On consumption, Elon Musk called Trump’s Big Beautiful Bill a “disgusting abomination”, as Bessent underlined in an interview that while he wants to get the fiscal deficit down, the aim is to do so via higher growth rather than a hard fiscal stop.
Meanwhile, the FBI arrested a Chinese national for allegedly smuggling a dangerous biological pathogen, fusarium graminearum, an “agroterrorism agent,” into the US to research at the University of Michigan, where she works, increasing tensions over Chinese student visas and current ‘we don’t do geopolitics’ US university research models. That’s an emerging global bifurcation with major implications. Yet while there are stories of US academics now considering moving abroad --who else has US money, labs, and academic freedoms?-- the loss of Chinese students to the US is more a geopolitical blow to Beijing (and the Ivy League) than it is an economic one to universities which reject 99% of equally-qualified applicants from other countries.
As backdrop to all this, a Wall Street Journal op-ed argued ‘The War of Revision is Coming’, where Taiwan may be the next Ukraine, and warns: “All democratic societies will ultimately have to reckon with this unwelcome global transition from a postwar to a prewar era in world history."

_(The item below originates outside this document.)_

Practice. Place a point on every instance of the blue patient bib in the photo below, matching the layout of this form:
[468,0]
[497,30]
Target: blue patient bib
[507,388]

But potential rate cuts are more important though, right, Mr. Market? Yes, maybe… if they help pay for stepped-up military expenditures implied by the above. Yet how do we structure our political-economies to ensure they do that and not --for a random example that would obviously never be part of any sensible government’s game-plan in the current circumstances-- push up house prices instead? If you believe what the Wall Street Journal op-ed says, this is an existential issue for democratic societies: but you wouldn’t think so from how many are acting. However, some key voices are talking new talk.
BlackRock CEO Larry Fink used a Financial Times op-ed to say “globalization is over” and we need a “new draft” without massive trade and financial imbalances causing inequality, and with local economies that help workers(!) The logical implications of such are staggering: no more massive trade surpluses and deficits, upending the global trading structure; no more free-wheeling global capital flows creating those trade surpluses and deficits and holdings of certain assets; more local consumption first, with what’s left exported, so less trade overall; and a reallocation of purchasing power from top income deciles to those at the bottom via more inclusive local capitalism(s) across all those taking part in the new system.
Of course, this BlackRock rhetoric could be the next ‘Build Back Better’, i.e., an empty incantation nobody actually expected to achieve anything but which sounded good to the disaffected. However, it would be hard to argue that things are currently static. Rather, they are moving fast and breaking things.
Indeed, what Fink just said sounds a lot like some past neo-mercantilists and some interpretations of what the White House is trying to achieve. (Which doesn’t mean they will succeed but is naturally why BlackRock just said it.)
You want to talk jolts? Look at that bigger picture, not the US (or other) data.